I think faith cannot happen without a person having a personal experience of the reality of God, and my friend doesn’t think that’s possible for her because she was so damaged by her parents and doesn’t know what it feels like to be loved. It’s quite sad. She’s a good person. But she has no experience of God’s love for her.

There was a time she was in her words “practicing the teachings of Christ” and going to Mass, but she stopped the former though she continues the latter. She’s clearly attracted, but she uses Mass as an opportunity to try to “feel” her feelings, which she says she cannot do. Her psychological complaint for 30 years has been that she cannot feel her feelings.

She even came back to the Church shortly after she met me in the early 1980s, when I was a newly converted Catholic (from agnosticism).

Please pray for her.
 
Thanks, ProdglArchitect. Your response is very helpful. My friend says that we don’t know that everything has to have a cause. She’ll concede that it may look that way but then says that we don’t know because our senses are limited.

I think faith cannot happen without a person having a personal experience of the reality of God, and my friend doesn’t think that’s possible for her because she was so damaged by her parents and doesn’t know what it feels like to be loved. It’s quite sad. She’s a good person. But she has no experience of God’s love for her.

There was a time she was in her words “practicing the teachings of Christ” and going to Mass, but she stopped the former though she continues the latter. She’s clearly attracted, but she uses Mass as an opportunity to try to “feel” her feelings, which she says she cannot do. Her psychological complaint for 30 years has been that she cannot feel her feelings.

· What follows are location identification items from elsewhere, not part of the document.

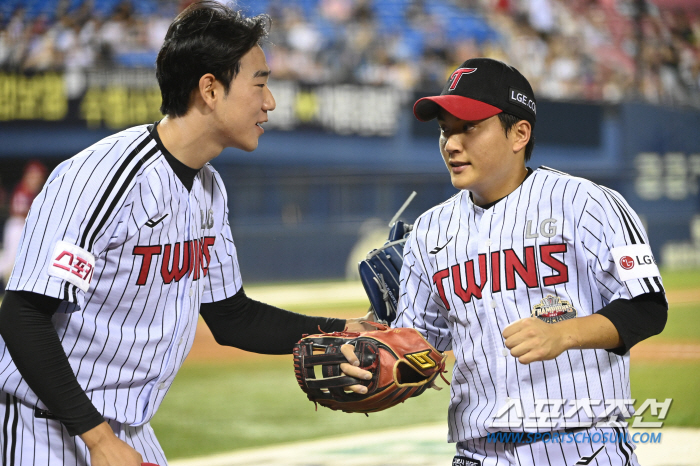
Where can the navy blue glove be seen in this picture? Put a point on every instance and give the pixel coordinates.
(380, 272)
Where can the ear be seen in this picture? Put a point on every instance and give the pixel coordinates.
(520, 135)
(209, 90)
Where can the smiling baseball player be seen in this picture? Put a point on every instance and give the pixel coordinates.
(540, 282)
(127, 243)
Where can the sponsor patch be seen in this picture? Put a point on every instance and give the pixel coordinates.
(553, 309)
(520, 98)
(634, 262)
(464, 461)
(72, 264)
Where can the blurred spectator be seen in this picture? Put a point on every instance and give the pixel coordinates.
(29, 186)
(570, 49)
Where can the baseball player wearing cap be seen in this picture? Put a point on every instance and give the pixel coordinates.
(540, 282)
(127, 243)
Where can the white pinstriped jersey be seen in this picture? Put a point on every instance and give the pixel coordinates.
(117, 236)
(549, 249)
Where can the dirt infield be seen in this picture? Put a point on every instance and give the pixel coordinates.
(206, 349)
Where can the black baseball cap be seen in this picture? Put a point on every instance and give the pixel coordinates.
(481, 88)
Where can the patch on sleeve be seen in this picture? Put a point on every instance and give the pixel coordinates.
(72, 264)
(634, 261)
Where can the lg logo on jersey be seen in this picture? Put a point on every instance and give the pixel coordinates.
(628, 263)
(179, 259)
(503, 264)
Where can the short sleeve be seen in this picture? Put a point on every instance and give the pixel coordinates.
(617, 247)
(419, 307)
(74, 217)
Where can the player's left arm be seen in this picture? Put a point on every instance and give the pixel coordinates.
(617, 327)
(637, 306)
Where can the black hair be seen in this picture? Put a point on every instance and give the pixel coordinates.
(507, 122)
(207, 37)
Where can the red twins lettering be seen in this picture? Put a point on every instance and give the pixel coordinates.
(503, 263)
(191, 258)
(75, 264)
(455, 77)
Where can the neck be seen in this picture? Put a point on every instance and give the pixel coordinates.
(503, 188)
(188, 139)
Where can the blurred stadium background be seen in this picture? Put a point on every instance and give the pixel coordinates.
(618, 87)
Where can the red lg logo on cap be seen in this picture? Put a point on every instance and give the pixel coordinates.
(626, 262)
(458, 74)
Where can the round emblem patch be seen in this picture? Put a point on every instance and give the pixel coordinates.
(553, 309)
(626, 262)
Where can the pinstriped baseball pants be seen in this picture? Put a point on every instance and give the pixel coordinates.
(583, 447)
(29, 440)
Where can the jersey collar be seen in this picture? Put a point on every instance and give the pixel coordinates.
(184, 173)
(491, 204)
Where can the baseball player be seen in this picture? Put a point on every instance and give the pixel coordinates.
(125, 246)
(540, 282)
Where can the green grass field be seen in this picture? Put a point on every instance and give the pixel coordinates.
(217, 407)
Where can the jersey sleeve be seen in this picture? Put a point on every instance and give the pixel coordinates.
(74, 218)
(617, 247)
(419, 306)
(223, 278)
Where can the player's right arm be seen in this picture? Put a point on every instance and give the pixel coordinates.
(418, 305)
(26, 328)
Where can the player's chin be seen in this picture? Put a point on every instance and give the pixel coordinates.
(460, 181)
(247, 146)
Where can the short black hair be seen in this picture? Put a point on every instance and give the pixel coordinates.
(507, 122)
(207, 37)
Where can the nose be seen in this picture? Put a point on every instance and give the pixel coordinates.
(269, 103)
(452, 145)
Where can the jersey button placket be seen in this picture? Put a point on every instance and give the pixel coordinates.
(488, 224)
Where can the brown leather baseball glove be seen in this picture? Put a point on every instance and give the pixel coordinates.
(403, 364)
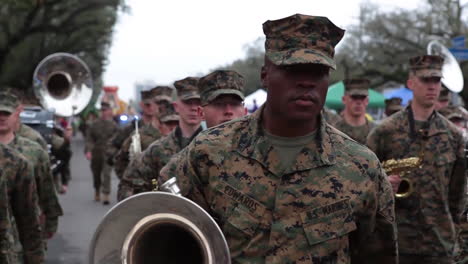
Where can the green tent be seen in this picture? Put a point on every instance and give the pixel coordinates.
(336, 91)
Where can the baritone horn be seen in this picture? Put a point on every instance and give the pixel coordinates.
(63, 82)
(402, 167)
(158, 227)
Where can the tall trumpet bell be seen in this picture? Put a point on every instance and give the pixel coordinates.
(63, 82)
(158, 227)
(452, 76)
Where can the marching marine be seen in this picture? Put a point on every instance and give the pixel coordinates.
(96, 141)
(354, 122)
(284, 186)
(139, 175)
(429, 212)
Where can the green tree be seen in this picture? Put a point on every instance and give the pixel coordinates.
(31, 30)
(379, 46)
(250, 66)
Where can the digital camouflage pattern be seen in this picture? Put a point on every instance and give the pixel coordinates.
(31, 134)
(141, 171)
(117, 140)
(330, 116)
(97, 139)
(426, 65)
(162, 93)
(431, 214)
(334, 205)
(48, 200)
(148, 134)
(358, 133)
(356, 86)
(187, 88)
(21, 234)
(220, 82)
(301, 39)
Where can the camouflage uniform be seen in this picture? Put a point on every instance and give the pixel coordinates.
(28, 132)
(358, 133)
(21, 239)
(148, 134)
(331, 117)
(48, 200)
(393, 105)
(97, 137)
(333, 204)
(430, 215)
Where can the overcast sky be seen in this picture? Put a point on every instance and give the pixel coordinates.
(164, 41)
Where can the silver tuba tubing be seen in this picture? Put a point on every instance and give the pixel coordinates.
(158, 227)
(63, 82)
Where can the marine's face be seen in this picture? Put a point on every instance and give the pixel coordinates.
(8, 121)
(426, 90)
(149, 108)
(355, 105)
(189, 111)
(295, 92)
(167, 127)
(222, 109)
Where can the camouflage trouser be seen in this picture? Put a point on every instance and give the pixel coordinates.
(101, 175)
(405, 259)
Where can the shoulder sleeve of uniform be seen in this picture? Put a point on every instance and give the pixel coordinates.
(377, 235)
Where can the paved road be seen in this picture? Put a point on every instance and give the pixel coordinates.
(81, 213)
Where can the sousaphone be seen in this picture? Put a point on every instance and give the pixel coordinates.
(158, 227)
(63, 82)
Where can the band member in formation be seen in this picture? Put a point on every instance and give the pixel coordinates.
(22, 239)
(284, 186)
(355, 100)
(392, 106)
(222, 97)
(97, 136)
(150, 110)
(50, 209)
(430, 211)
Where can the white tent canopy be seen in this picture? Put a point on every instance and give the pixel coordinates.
(259, 96)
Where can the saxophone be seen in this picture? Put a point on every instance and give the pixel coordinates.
(135, 146)
(402, 167)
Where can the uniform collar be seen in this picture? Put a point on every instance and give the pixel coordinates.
(253, 144)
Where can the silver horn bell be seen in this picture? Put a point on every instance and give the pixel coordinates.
(63, 82)
(158, 227)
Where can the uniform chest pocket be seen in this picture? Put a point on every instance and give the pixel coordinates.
(445, 158)
(328, 222)
(243, 221)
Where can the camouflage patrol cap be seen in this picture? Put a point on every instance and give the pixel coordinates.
(169, 114)
(299, 39)
(187, 88)
(426, 66)
(146, 96)
(9, 101)
(393, 104)
(162, 93)
(444, 94)
(356, 86)
(220, 82)
(452, 112)
(105, 105)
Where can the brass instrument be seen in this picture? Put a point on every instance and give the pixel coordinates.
(63, 82)
(158, 227)
(402, 167)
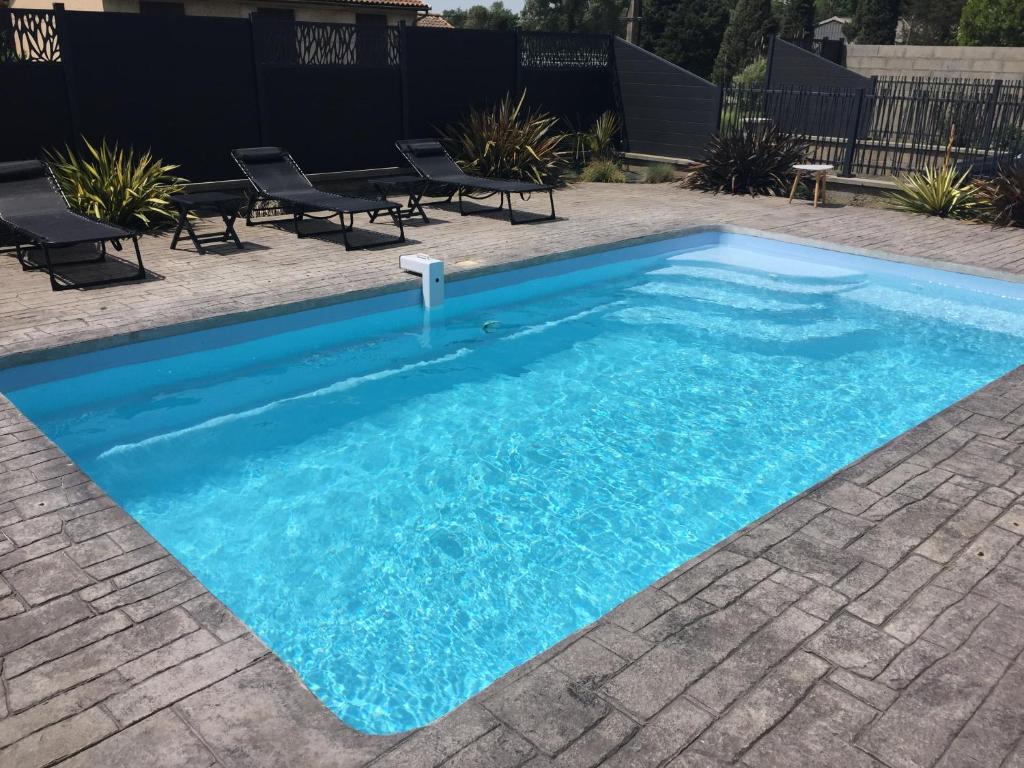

She even came back to the Church shortly after she met me in the early 1980s, when I was a newly converted Catholic (from agnosticism).

Please pray for her.
Will do. I’m sorry that she has suffered like that.
 
Thank you. I still think somehow that there’s some argument I could make, of course, when in fact probably nothing would work.
 
Thank you. I still think somehow that there’s some argument I could make, of course, when in fact probably nothing would work.
There are plenty of arguments you could make, but people have to be open to them for them to work.

I think the best argument you could make to prove God’s love for her is to show her Him on the cross. There is no greater proof for God’s love than what He suffered to save us.

You might also ask if she’s tried developing a relationship with Mary. Many times when people have trouble relating to God, they can relate to her better.